Nearly 300 trucks choked downtown Tauranga this morning as part of a nationwide protest that caused gridlock in Auckland and Wellington.
Truckies from across the Western Bay and even Napier, Gisborne and Waharoa drove at just 20 km/h into the city, clogging the harbour bridge, Hewletts Rd and Cameron Rd.
With blasts on the horn, puffs of diesel smoke and the revving of engines, truckies made their point on Cameron Rd against the sudden hike in road user charges.
Concrete mixers, tankers, dumptrucks and an Army Unimog made up the convoy which blocked a section of Cameron Rd near Tauranga Domain about 8.20am.
One commuter travelling from Bayfair into the central city said a journey that normally takes 15 minutes took one hour and 15 minutes.
At 9.50, a driver left Durham St, arriving at Chapel St 35 minutes later.
People on scooters and motorbikes had the best chance of making it to work on time but many drivers had little choice and had to sit patiently.
Small groups of onlookers stood on the Cameron Rd footpath giving thumbs-up signs to the drivers and voicing support.
While some main roads in Tauranga were affected, Takitimu Drive was nearly empty of traffic until the arrival of the first convoy at 7.50am.
. The first convoy of 29 trucks hit a nearly empty expressway at Judea at 7.50am with the last truck reaching Chapel St about 20 minutes later. The second, of about the same size, appeared on the expressway at 8.10am, departing at Chapel St about 8.25am. However, at 9.50am traffic was still backed up from near the courthouse to Marsh St.
Derek Dumbar, director of Waikato/Thames/Bay of Plenty Road Transport Forum, the national body that organised the protests across New Zealand, said today it was a success and that more than 290 trucks were involved in Tauranga. ``It's gone exceedingly well and we can't thank the public enough for their support, it's been fantastic.' Although truckies held up commuters Mr Dumbar said people were very supportive.
Senior Sergeant Ian Campion said there were "significant delays" for commuters heading into central Tauranga this morning.
The volume of heavy motor vehicles had resulted in significant congestion but motorists were well-behaved. Mr Campion said by 10am traffic was still pretty congested by the Chapel St and Marsh St intersection and the harbour bridge, and there were still delays.
The fire service kept two crews on at each of the three main stations in Tauranga to avoid delays in getting to fire call outs this morning.
Usually the stations are manned with one crew but the overnight crew stayed on for a couple of extra hours in case more than one appliance was needed at a job.
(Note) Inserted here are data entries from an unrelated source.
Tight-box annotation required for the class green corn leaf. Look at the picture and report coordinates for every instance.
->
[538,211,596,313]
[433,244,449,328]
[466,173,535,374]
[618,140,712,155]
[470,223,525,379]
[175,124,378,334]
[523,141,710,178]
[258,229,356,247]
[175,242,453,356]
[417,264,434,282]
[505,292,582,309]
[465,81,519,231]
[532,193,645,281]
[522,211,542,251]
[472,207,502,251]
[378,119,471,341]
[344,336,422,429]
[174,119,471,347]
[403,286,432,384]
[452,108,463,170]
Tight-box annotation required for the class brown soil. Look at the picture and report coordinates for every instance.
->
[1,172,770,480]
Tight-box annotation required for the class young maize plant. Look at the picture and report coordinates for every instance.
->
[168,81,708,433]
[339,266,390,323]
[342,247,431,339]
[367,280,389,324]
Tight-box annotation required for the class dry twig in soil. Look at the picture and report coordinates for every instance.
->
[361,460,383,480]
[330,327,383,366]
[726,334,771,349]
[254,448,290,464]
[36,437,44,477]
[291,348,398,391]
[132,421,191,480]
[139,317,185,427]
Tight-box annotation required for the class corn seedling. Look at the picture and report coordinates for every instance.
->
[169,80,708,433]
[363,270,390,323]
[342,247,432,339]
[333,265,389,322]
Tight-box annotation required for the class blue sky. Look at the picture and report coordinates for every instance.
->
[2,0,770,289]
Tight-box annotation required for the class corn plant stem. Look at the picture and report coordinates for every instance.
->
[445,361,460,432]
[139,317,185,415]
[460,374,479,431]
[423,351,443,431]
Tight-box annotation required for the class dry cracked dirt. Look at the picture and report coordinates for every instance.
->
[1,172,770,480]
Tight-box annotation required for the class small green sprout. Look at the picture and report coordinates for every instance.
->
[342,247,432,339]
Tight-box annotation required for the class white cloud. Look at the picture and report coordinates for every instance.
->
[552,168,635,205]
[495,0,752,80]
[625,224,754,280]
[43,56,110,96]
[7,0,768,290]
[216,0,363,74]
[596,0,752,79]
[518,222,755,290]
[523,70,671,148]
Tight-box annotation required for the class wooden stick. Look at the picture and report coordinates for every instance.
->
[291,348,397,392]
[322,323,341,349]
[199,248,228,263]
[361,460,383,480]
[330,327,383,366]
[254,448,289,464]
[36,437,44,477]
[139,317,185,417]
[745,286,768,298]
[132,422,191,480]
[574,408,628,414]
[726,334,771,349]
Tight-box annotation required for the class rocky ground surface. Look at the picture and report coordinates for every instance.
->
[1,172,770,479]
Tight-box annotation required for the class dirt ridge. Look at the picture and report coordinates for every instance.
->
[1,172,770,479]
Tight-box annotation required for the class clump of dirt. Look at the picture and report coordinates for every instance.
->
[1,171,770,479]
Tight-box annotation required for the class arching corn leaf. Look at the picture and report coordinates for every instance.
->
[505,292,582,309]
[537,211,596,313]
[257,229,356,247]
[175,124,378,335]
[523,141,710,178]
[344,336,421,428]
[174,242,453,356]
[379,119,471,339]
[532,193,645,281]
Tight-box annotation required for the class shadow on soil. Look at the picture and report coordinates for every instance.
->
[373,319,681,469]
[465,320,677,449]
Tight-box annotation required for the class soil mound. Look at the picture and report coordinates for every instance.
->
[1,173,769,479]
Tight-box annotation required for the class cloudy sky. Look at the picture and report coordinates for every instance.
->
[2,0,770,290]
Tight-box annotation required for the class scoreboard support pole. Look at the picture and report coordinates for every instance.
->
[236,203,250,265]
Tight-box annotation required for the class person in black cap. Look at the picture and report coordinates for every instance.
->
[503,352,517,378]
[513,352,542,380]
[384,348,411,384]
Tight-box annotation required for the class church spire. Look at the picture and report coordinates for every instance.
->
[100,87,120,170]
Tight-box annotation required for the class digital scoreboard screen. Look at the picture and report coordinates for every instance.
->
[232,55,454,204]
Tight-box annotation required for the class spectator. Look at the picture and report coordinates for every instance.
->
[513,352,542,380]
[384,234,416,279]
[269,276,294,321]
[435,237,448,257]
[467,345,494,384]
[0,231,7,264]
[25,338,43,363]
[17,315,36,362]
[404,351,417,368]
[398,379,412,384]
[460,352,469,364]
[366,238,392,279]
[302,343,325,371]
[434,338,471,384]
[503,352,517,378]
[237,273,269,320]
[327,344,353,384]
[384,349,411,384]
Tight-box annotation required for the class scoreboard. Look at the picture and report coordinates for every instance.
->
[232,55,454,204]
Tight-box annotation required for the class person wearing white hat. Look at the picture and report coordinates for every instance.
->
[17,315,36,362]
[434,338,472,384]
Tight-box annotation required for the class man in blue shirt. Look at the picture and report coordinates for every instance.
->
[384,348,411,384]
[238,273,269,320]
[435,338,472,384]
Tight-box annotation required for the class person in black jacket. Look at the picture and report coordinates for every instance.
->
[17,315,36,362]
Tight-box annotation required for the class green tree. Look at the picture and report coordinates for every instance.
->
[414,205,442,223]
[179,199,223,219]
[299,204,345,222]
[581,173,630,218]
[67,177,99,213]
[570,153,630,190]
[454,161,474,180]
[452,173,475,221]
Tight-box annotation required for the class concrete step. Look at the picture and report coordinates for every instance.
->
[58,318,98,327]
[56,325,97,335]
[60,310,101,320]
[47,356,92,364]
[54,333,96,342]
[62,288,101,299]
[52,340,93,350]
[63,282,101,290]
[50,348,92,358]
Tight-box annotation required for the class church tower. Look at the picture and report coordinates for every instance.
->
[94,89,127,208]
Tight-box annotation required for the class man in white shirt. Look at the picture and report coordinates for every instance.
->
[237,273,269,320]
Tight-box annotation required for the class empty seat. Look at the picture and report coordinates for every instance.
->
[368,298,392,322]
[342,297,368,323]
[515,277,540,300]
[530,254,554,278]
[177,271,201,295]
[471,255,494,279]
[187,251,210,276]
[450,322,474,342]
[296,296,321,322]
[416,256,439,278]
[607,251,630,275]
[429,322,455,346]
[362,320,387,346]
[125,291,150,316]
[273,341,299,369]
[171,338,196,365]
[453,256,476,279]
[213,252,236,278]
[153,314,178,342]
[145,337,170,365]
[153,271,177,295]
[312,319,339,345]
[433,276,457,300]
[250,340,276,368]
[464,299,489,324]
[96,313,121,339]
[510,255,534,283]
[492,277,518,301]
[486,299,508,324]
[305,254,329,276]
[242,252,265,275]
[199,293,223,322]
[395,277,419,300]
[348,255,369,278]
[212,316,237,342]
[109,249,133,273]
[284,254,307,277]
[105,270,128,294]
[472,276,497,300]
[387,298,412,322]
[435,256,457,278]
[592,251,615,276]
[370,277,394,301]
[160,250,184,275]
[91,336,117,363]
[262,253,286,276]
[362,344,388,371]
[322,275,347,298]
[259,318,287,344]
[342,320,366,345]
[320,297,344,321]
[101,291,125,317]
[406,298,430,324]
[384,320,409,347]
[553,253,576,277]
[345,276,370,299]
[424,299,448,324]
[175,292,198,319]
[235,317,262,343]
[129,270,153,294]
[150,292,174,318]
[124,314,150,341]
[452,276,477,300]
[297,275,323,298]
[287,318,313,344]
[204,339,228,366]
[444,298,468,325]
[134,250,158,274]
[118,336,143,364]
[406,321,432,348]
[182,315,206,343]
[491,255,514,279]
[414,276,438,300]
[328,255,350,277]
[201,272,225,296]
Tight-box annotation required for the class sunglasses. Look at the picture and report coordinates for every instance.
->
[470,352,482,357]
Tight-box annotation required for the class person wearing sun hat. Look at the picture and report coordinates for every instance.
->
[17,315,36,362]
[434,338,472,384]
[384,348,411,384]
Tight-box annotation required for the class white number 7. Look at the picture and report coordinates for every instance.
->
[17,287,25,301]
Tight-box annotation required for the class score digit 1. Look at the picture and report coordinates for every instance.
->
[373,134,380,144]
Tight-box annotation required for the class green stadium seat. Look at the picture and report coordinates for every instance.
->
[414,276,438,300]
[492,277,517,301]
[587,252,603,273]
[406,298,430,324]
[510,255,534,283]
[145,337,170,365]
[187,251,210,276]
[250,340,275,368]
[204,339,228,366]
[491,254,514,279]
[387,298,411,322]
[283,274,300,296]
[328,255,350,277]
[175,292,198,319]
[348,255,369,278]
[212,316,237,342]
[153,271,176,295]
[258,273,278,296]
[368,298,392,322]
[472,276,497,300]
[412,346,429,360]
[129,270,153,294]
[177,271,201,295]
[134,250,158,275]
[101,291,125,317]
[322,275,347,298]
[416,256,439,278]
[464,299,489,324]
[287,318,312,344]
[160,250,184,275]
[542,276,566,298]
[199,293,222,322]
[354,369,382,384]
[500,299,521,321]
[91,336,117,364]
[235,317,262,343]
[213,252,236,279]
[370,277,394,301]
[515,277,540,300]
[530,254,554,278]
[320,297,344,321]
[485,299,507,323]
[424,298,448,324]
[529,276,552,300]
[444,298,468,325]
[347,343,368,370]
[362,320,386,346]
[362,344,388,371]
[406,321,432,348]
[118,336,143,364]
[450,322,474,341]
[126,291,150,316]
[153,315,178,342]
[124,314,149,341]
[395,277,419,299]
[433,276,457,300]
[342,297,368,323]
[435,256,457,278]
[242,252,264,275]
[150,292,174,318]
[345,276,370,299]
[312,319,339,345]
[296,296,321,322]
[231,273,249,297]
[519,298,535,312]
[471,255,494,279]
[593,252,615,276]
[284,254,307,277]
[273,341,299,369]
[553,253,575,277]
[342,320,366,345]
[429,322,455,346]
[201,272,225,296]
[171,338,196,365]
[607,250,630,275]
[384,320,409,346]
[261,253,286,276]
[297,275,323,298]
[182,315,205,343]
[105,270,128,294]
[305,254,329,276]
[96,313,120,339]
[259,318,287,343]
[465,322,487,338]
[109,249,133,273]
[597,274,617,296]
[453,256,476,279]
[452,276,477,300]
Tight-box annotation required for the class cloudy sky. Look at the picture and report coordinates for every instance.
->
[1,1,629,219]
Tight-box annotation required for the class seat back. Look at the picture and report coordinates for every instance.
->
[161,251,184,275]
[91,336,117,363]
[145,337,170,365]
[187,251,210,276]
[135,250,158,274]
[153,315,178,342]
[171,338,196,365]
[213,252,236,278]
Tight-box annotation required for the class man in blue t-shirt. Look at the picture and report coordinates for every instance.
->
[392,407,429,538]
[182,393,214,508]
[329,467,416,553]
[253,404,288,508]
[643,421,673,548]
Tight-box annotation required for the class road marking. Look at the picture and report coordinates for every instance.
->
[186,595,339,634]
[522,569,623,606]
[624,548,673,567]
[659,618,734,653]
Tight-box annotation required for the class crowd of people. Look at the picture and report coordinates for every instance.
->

St John Ambulance team leader Gary Bishell said they had the same number of paramedics on as usual.
Many commuters took to the roads early to miss any traffic with car parks reported to have been filling up earlier.
"Most people came in a bit earlier," Frank Begley, Tauranga City Council transport communications manager, said.
DHB spokeswoman Carol Wollaston said staff at Tauranga Hospital had not had any problems with the traffic.
"Some people are working from home today and some people have arranged to come in late," she said.
She said truckies had an agreement with the hospital to not block emergency services.